I never thought when we first met that you would become such an important part of my life, but here we are. You have changed my attitude in so many ways. I have grown up. I have come out of my shell. You have opened me up to so many different experiences. You cheer me on, you lift me up, you brighten my day, and you love me at night. You make me so proud to call you my boyfriend, but you’re so much more to me than that. I can’t imagine a day going by without talking to you, now. Even on our bad days, you are always the first person I want to see. There is nothing about you that I don’t love (except maybe your choice of living arrangements... you’re too far!).
You are kind. You are respectful. You are genuine. There has never been a day when I questioned whether you truly wanted to keep doing this with me. I am so attracted to you, but it has never just been a physical thing for me. You are calm. You are passionate. You are protective. We can talk for hours and jump around from topic to topic in one conversation; I never get bored of you. You are so accepting and understanding and open to new things, different things around you. You let me fall. But you have always been there with a hand to pick me back up (literally and figuratively). Everything about you is strong. Your will, your determination, your abilities, your drive.

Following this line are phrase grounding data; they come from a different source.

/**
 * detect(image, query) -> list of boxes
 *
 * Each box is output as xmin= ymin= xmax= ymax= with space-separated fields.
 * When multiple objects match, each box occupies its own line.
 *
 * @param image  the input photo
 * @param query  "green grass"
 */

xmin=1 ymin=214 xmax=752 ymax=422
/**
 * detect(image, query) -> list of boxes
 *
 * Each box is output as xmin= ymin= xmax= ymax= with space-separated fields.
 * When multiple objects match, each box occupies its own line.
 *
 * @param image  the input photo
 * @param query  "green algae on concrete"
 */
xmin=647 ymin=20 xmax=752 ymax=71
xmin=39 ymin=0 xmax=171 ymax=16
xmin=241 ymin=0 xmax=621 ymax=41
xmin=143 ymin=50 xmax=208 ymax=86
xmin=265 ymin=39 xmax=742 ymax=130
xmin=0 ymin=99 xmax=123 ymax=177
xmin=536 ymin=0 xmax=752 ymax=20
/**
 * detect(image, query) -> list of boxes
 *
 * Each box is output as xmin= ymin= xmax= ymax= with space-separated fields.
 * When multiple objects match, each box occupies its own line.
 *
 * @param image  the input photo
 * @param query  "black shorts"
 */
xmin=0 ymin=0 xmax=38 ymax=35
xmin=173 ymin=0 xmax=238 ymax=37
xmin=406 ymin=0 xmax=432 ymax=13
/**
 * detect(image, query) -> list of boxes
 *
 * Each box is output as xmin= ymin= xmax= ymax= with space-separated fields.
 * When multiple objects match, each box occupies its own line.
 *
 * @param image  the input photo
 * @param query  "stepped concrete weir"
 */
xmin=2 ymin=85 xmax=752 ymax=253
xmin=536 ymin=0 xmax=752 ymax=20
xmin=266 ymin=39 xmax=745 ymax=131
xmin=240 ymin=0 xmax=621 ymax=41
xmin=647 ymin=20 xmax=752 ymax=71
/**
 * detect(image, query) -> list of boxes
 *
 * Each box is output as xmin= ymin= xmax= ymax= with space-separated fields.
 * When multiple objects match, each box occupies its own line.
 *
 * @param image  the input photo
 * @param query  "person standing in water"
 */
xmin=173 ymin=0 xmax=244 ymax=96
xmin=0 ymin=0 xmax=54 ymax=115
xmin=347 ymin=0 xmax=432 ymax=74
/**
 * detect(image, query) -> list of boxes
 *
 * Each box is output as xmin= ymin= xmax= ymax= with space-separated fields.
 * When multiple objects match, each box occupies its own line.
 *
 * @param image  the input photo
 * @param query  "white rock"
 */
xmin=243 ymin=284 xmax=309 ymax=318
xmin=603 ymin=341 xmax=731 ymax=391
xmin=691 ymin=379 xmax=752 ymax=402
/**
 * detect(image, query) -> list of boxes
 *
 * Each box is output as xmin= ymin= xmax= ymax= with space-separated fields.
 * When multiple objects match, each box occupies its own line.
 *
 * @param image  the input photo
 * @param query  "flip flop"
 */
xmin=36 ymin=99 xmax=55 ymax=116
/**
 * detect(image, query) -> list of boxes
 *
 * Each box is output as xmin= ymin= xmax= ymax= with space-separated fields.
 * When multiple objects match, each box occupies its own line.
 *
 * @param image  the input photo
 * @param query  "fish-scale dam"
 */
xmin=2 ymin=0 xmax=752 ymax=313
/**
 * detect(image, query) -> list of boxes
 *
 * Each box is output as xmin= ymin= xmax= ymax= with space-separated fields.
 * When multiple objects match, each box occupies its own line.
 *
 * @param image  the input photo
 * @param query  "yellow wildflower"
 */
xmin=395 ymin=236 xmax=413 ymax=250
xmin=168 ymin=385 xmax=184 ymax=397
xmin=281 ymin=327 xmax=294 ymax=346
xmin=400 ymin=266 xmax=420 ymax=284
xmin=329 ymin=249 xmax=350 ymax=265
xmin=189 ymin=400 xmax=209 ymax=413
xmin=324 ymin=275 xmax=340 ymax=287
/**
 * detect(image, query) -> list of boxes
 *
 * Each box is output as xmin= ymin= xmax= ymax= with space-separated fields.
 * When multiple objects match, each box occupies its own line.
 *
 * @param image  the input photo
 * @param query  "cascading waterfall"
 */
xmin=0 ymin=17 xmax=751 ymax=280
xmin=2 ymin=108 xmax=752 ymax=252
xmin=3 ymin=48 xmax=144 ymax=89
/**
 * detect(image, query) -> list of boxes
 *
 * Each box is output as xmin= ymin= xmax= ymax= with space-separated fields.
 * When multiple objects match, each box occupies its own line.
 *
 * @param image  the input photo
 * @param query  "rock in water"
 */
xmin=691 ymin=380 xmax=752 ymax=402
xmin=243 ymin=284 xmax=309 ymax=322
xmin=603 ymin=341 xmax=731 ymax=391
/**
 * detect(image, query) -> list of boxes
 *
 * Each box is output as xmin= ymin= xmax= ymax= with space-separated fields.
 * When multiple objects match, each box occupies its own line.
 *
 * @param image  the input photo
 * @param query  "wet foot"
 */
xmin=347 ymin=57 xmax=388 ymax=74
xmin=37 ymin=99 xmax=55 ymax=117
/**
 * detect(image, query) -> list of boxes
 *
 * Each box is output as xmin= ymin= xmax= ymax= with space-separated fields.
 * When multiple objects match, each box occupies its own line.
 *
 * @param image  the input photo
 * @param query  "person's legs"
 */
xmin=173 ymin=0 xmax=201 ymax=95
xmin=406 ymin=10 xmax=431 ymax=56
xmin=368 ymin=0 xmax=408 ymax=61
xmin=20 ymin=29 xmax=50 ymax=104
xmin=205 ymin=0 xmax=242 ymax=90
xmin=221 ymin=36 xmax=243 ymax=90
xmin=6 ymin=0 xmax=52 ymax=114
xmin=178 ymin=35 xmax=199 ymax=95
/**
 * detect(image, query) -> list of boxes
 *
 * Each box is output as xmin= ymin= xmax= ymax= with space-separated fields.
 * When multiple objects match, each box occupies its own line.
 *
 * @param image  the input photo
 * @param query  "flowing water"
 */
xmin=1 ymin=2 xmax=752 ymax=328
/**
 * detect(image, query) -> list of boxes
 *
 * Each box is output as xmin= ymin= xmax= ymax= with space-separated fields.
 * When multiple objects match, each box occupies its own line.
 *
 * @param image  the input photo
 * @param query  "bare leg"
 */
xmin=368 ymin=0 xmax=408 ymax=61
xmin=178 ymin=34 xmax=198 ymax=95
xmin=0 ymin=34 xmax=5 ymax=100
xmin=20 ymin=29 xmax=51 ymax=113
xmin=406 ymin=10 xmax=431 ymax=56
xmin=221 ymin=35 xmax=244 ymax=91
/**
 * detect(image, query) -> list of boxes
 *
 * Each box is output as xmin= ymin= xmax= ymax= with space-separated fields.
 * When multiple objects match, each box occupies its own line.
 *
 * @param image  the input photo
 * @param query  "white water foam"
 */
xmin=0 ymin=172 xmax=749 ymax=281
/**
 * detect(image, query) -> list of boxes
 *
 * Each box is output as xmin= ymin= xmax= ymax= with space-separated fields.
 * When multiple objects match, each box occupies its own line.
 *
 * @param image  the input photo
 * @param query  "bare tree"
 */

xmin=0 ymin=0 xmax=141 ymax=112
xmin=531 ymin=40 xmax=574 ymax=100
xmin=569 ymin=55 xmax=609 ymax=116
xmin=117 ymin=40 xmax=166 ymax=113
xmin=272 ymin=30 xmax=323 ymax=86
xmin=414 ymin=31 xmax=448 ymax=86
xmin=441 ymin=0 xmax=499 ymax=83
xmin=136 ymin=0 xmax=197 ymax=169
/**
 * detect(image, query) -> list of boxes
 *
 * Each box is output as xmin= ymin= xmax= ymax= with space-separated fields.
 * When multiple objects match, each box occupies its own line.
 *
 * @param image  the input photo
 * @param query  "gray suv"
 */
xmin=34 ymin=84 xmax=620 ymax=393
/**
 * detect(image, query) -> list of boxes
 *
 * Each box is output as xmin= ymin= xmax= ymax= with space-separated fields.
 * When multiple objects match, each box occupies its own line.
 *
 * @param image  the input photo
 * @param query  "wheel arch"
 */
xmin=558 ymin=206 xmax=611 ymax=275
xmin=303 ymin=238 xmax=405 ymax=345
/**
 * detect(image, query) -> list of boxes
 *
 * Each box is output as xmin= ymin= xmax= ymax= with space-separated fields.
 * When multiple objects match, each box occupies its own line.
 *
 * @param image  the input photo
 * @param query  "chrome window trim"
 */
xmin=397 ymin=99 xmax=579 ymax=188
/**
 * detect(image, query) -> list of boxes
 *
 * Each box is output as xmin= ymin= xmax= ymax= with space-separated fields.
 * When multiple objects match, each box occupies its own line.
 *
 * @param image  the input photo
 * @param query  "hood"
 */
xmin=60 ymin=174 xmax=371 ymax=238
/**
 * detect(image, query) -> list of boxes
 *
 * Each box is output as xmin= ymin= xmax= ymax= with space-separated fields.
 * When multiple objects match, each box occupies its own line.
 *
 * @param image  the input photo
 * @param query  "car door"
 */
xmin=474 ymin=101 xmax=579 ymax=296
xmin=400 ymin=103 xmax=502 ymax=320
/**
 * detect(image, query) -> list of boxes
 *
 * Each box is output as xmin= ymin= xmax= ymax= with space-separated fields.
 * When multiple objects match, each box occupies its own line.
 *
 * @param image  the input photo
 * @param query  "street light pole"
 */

So thank you. Thank you for being the guy that I can trust with my heart. Thank you for being the guy who is always there for me. Thank you for teaching me and helping me. Thank you for listening and understanding. Thank you for being the guy that my dad likes, whom he trusts. Thank you for all of the smiles and laughs and memories. Thank you for the hockey dates. Thank you for the puppy kisses. Thank you for never being the reason I cry. Thank you for being you, and thank you for never asking me to be anyone else but me. Thank you for being my boyfriend, but thank you more for being my best friend.